Solution 6

Exercise 6.1

Consider the eight school data from Educational Testing Service (ETS), featured prominently in Gelman et al. (2013). The data shows results of randomized experiments in eight different schools to estimate the effect of coaching on SAT-V scores. The data consist of estimated treatment mean difference and their standard errors. The data size are large, so the average treatment effect (ATE) can be considered Gaussian and the standard errors are treated as a known quantity.

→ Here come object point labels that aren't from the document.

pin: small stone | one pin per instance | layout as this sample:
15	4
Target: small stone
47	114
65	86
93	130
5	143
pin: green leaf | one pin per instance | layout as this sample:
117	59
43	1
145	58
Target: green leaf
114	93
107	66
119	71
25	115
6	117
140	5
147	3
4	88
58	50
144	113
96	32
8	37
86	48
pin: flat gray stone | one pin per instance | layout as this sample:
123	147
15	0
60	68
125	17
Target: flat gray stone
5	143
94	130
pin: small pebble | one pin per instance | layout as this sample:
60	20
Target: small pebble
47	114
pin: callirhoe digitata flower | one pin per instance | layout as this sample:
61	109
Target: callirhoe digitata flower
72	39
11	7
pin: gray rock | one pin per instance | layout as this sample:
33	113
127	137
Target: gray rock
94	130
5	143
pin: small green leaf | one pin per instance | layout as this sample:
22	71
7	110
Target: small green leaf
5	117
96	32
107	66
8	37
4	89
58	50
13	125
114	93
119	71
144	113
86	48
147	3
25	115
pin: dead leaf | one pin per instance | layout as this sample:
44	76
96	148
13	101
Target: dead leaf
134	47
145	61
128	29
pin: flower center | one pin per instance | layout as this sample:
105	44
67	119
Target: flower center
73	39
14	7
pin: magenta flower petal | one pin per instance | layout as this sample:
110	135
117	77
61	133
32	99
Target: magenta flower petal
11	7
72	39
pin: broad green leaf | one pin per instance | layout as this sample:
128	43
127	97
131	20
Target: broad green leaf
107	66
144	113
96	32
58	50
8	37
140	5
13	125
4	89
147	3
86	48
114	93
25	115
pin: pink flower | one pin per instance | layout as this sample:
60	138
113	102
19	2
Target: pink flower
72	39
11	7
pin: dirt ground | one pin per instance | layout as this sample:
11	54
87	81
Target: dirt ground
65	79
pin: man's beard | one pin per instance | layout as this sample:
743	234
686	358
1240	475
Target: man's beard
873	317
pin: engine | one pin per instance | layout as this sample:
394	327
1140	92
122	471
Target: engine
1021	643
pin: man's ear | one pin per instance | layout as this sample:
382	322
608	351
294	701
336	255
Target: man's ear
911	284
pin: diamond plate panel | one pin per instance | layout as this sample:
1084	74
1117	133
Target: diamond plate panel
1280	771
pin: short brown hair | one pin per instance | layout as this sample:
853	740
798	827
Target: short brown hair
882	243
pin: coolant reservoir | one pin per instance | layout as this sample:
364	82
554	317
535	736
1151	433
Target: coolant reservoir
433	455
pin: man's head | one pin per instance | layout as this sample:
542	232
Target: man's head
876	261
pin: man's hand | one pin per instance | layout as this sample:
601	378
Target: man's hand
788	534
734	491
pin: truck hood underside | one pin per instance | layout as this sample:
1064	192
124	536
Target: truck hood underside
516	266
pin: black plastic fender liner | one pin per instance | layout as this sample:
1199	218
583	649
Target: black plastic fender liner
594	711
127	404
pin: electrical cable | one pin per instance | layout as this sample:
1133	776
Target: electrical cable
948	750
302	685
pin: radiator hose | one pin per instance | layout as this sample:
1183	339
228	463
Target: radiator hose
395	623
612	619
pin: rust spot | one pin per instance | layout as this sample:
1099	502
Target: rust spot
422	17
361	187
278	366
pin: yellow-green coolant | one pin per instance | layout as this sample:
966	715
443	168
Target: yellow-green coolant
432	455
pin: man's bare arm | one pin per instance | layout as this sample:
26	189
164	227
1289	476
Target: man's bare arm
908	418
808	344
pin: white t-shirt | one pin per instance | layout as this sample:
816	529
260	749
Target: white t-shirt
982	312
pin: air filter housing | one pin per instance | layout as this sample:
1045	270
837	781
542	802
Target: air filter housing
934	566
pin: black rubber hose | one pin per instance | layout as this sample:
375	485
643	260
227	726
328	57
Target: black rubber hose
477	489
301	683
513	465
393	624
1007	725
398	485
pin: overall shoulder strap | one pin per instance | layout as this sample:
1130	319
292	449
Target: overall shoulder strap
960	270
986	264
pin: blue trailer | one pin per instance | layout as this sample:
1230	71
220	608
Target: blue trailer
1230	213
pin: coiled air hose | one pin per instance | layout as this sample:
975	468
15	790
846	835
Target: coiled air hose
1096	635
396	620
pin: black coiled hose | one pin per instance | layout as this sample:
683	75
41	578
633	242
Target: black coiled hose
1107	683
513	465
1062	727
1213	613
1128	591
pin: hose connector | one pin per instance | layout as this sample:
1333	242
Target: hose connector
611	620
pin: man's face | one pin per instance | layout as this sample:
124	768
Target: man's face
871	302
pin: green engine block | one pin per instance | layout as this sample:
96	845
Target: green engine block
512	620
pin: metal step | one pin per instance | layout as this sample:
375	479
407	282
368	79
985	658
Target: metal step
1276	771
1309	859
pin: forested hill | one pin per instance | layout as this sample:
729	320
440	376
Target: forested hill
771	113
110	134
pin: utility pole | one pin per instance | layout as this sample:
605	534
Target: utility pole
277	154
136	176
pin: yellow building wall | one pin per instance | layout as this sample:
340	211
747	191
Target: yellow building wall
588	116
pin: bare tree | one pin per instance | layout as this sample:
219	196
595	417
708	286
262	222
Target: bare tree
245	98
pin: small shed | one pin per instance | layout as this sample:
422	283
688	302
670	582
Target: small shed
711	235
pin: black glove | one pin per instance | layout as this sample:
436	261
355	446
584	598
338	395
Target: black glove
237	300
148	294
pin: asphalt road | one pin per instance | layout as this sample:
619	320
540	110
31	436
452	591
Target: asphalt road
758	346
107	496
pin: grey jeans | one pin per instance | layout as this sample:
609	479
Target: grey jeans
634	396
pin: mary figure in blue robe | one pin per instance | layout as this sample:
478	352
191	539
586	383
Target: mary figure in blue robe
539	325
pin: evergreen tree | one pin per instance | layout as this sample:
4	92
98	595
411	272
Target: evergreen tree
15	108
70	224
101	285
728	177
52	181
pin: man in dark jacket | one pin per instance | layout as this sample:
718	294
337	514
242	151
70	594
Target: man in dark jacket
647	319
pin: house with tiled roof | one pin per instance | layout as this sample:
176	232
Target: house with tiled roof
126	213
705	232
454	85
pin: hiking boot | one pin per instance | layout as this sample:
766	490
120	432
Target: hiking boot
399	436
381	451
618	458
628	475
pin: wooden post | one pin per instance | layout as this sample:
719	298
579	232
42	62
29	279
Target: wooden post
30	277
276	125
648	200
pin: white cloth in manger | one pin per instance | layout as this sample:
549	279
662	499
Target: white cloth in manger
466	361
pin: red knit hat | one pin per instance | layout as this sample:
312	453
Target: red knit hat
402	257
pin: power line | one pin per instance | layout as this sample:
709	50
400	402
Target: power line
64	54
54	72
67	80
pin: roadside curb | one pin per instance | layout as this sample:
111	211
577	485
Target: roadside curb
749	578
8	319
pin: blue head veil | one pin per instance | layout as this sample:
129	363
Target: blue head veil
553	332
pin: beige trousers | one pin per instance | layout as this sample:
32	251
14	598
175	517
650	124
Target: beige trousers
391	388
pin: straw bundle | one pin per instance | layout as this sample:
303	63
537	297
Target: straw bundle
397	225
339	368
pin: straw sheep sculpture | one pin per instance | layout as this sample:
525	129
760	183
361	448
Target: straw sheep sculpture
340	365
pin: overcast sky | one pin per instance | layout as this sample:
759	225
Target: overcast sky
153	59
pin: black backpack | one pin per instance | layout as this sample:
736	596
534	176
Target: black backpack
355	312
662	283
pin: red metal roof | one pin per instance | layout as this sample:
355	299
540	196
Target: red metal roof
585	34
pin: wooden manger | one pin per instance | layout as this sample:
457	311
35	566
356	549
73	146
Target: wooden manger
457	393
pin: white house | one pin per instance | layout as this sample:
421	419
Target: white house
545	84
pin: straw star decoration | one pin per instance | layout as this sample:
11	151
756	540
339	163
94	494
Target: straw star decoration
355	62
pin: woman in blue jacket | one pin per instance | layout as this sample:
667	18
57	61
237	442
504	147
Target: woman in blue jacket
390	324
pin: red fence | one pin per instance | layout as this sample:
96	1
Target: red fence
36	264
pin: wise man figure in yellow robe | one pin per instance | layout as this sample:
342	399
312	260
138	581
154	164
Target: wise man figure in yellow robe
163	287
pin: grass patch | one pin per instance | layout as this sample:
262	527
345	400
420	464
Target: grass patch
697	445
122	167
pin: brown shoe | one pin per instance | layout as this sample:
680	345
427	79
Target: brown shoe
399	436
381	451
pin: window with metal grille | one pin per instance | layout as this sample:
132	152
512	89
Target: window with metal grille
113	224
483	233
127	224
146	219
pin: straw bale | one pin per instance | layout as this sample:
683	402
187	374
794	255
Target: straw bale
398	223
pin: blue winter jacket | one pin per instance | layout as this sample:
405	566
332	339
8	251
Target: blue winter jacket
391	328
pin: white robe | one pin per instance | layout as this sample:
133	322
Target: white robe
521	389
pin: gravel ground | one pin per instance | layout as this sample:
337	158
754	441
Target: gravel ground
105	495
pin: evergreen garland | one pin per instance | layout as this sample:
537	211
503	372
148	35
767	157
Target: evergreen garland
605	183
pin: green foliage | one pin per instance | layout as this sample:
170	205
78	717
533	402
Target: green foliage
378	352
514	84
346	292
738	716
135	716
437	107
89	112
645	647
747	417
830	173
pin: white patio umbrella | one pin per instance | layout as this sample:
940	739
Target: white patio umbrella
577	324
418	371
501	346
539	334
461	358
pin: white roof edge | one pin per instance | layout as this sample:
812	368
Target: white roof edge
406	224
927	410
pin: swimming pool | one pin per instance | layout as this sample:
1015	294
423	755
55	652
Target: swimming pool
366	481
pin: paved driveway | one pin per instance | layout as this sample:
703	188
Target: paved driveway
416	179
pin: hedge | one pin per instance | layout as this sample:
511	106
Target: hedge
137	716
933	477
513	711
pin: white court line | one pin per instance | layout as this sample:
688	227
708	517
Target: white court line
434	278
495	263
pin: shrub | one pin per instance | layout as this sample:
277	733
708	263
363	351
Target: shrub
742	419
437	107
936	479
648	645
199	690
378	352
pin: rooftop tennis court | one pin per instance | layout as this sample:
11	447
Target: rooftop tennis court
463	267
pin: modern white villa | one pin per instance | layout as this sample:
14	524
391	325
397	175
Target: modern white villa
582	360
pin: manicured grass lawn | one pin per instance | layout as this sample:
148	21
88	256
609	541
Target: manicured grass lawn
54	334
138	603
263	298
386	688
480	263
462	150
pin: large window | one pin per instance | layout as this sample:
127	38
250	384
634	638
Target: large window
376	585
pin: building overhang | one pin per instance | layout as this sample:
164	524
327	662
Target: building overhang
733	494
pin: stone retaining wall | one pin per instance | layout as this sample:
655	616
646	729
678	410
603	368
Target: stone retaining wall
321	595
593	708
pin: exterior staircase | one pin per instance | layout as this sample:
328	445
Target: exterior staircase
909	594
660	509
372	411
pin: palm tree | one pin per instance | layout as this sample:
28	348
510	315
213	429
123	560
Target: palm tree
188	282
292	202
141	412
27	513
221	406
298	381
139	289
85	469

  1. Derive the Gibbs sampler for the two models with improper priors. Note that, to sample jointly from \(p(\mu, \boldsymbol{\alpha} \mid \boldsymbol{y}, \sigma^2_{\alpha}, \boldsymbol{\sigma}^2_{\boldsymbol{y}})\), you can draw from the marginal of \(\boldsymbol{\alpha}\), then the conditional \(\mu \mid \boldsymbol{\alpha}, \cdots\).

  2. Fit the three algorithms described in Gelman et al. (2008) and compare their efficiency via effective sample size (ESS). In particular, draw traceplots and calculate effective sample sizes for

    • \(\mu\)
    • \(\alpha_1\),
    • the sum \(\mu + \alpha_1\).

as well as pairs plot of \(\alpha_i, \log \sigma_{\alpha}\). The latter should display a very strong funnel.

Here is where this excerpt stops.